A agência destacou o alcance inédito desse momento em publicação compartilhada no X: “Nesta nova imagem da nossa tripulação da Artemis II, você pode ver a bacia Oriental na borda direita do disco lunar. Esta missão marca a primeira vez que toda a bacia foi vista a olho nu“.
Esse detalhe não é periférico. A bacia Oriental já era conhecida por registros feitos por instrumentos robóticos, mas a missão agora acrescenta um novo dado à história da exploração lunar: a observação humana direta dessa estrutura em toda a sua dimensão visível. É esse ponto que transforma a imagem em algo mais do que uma simples fotografia de aproximação.
Durante uma atualização da missão no sábado (4), o astronauta Victor Glover já havia informado que a tripulação conseguiu capturar imagens detalhadas da superfície lunar, incluindo justamente a bacia Oriental. A declaração antecipava o que a NASA acabaria reforçando publicamente no dia seguinte com a divulgação da imagem.
Os astronautas a bordo da Orion também descreveram a mudança visual provocada pela aproximação da nave. Segundo eles, a Lua está “definitivamente ficando maior” à medida que a espaçonave avança em direção ao sobrevoo. A observação ajuda a dimensionar o estágio da missão e traduz, de forma direta, o que os tripulantes estão presenciando da janela da cápsula.
Essa percepção também aparece no contraste com a Terra. De acordo com os relatos da tripulação, o planeta vai se tornando cada vez menor, enquanto a Lua ocupa mais espaço na visão dos astronautas. É uma inversão de escala que materializa a distância já percorrida e dá à missão um peso visual que vai além dos dados técnicos.
O que acontece na segunda-feira (6)
O sobrevoo lunar previsto para segunda (6) é tratado como o momento mais aguardado da missão até aqui. A expectativa é que, da janela da cápsula, a Lua apareça com o tamanho de uma bola de basquete segurada com o braço esticado. A comparação dá uma medida clara do impacto visual que a tripulação deve ter ao se aproximar ainda mais do satélite natural.
Mas esse trecho da missão também carrega uma dificuldade operacional importante. Ao passar pelo lado oculto da Lua, a cápsula ficará sem comunicação com a Terra por cerca de 30 a 50 minutos, já que o próprio corpo lunar bloqueará o sinal. É um intervalo previsto, mas que concentra um dos momentos mais tensos da expedição, justamente por combinar proximidade máxima com isolamento temporário.

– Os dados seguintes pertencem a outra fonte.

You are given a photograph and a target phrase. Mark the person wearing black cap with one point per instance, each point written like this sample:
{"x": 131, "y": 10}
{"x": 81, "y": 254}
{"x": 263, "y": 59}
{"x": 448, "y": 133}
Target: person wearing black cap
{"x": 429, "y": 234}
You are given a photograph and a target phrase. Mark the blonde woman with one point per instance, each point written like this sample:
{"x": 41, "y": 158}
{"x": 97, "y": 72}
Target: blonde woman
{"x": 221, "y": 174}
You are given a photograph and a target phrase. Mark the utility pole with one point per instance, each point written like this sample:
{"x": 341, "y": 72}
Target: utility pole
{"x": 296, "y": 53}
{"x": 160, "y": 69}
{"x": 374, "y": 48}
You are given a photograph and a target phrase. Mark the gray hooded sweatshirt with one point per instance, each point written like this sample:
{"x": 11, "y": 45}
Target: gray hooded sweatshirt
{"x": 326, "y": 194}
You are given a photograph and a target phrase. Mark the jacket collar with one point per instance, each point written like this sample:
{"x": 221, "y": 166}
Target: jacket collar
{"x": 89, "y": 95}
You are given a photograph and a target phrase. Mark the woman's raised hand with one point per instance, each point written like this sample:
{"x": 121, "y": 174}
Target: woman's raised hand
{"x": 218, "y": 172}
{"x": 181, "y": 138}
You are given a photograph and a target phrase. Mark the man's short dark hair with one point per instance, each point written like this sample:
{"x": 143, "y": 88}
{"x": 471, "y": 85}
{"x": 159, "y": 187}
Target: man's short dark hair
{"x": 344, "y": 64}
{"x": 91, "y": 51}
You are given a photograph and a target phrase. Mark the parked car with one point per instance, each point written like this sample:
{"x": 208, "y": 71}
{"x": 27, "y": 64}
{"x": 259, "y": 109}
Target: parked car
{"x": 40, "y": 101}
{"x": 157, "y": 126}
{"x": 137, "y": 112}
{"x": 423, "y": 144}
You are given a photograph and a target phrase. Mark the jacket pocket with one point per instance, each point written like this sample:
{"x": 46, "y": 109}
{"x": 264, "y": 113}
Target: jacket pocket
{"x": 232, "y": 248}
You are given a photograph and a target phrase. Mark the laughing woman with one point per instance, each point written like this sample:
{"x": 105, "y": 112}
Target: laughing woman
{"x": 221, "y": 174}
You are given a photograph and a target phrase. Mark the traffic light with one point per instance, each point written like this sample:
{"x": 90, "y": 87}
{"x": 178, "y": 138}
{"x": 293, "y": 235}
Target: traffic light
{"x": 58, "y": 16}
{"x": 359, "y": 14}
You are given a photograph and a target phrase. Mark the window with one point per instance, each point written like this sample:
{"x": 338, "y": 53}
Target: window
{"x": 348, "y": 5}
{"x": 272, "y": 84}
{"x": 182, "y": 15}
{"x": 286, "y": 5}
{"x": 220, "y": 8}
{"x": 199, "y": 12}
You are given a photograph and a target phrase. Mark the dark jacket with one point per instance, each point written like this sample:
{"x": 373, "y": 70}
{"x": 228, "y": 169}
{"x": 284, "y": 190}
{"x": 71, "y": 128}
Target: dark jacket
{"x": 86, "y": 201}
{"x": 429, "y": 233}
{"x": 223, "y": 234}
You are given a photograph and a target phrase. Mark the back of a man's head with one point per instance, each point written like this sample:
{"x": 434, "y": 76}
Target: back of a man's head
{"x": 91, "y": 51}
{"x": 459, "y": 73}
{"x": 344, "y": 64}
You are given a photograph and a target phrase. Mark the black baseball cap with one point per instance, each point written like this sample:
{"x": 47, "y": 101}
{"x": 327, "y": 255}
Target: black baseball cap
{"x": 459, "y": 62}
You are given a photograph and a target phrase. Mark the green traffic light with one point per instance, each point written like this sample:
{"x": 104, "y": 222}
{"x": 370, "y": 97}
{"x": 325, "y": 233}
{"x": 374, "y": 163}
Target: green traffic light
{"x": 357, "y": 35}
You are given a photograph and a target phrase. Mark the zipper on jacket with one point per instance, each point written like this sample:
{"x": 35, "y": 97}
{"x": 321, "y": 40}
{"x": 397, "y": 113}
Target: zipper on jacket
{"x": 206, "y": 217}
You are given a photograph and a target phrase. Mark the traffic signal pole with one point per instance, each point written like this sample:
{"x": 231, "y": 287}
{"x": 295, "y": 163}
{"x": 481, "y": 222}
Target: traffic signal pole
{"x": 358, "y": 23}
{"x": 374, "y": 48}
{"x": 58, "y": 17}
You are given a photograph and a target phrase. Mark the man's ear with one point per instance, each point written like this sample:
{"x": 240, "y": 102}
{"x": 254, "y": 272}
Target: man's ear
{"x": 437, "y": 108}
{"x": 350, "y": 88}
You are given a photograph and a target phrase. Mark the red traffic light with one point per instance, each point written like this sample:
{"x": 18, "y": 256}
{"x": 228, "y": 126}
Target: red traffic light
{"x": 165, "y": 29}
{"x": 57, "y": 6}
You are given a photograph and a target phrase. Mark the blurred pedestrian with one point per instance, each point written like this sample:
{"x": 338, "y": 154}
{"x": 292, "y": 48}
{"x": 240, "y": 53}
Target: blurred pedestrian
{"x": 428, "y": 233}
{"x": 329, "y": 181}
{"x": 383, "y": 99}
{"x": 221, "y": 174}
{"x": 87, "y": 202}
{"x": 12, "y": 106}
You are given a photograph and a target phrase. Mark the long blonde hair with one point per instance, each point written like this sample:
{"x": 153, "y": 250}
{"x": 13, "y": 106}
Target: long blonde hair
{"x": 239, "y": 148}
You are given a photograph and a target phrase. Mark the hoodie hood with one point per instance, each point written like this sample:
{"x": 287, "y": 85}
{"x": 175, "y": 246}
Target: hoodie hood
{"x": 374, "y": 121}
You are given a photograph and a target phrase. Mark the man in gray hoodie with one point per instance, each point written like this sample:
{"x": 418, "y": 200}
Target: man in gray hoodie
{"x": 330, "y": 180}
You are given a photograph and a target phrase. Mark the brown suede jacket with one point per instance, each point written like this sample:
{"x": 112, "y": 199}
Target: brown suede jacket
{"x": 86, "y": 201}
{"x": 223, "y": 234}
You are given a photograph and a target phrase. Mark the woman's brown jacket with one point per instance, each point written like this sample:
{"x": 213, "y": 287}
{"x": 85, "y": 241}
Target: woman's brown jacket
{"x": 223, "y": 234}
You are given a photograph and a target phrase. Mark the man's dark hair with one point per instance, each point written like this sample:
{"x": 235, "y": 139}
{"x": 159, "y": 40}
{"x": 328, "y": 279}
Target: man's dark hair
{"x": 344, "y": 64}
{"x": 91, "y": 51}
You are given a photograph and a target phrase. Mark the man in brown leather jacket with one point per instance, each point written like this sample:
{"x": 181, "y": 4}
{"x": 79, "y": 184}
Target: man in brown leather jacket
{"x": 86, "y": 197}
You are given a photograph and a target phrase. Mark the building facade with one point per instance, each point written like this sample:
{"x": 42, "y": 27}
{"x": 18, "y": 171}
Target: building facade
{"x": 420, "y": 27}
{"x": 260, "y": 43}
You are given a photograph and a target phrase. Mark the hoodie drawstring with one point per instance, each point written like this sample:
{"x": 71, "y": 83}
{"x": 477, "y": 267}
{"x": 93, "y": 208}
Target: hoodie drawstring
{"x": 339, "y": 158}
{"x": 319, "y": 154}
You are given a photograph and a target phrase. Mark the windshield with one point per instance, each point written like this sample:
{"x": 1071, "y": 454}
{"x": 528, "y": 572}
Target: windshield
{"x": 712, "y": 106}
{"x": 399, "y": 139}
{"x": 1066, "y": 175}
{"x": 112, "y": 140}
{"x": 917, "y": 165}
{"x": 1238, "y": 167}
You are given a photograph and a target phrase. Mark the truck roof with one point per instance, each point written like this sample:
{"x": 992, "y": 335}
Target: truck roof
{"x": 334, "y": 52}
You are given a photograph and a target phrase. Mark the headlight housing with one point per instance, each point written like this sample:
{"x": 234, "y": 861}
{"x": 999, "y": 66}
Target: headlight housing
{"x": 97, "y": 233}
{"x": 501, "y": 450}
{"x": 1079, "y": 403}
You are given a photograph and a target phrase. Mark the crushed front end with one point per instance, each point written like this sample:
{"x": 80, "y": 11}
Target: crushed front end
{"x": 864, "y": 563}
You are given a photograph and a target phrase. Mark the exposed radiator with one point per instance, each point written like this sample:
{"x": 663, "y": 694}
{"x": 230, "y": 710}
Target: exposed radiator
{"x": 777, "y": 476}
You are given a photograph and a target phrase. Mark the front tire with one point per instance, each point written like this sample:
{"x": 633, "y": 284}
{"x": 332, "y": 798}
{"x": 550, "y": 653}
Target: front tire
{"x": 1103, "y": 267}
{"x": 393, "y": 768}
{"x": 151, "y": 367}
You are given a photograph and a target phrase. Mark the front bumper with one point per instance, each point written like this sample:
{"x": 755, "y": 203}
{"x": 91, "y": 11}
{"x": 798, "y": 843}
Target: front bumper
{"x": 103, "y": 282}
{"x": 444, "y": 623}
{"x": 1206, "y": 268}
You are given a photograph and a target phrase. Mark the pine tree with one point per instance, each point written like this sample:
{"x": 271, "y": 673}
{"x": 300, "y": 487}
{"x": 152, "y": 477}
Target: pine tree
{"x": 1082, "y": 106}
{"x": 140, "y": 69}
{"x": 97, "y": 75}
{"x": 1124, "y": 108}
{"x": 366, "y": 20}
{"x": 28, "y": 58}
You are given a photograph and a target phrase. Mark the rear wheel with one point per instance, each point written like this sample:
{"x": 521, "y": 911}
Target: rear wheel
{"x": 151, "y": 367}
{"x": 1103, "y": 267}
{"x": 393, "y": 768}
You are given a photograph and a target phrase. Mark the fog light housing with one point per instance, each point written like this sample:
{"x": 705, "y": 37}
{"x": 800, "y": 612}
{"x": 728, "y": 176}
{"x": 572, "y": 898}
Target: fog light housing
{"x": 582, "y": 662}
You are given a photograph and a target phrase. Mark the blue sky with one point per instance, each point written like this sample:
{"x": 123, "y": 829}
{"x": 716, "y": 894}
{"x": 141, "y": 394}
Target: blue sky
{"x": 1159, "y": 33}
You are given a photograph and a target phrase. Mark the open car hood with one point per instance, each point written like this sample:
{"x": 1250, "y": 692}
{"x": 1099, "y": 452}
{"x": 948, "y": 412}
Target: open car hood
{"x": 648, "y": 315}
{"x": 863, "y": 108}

Quem está na Artemis II e o que a missão representa
A tripulação da Artemis II é formada por Reid Wiseman, Victor Glover e Christina Koch, da Nasa, além de Hansen, da Agência Espacial Canadense. O grupo conduz uma viagem que recoloca humanos no entorno da Lua mais de 50 anos depois da última era de voos tripulados nesse tipo de trajetória.
O valor da missão, neste momento, está tanto no aspecto técnico quanto no simbólico. A imagem inédita da bacia Oriental, feita por humanos, condensa esse duplo significado. Ela mostra uma tripulação já suficientemente próxima para ampliar o alcance da observação humana sobre a superfície lunar e, ao mesmo tempo, prepara o terreno para o trecho mais delicado e aguardado da expedição: o sobrevoo de segunda-feira.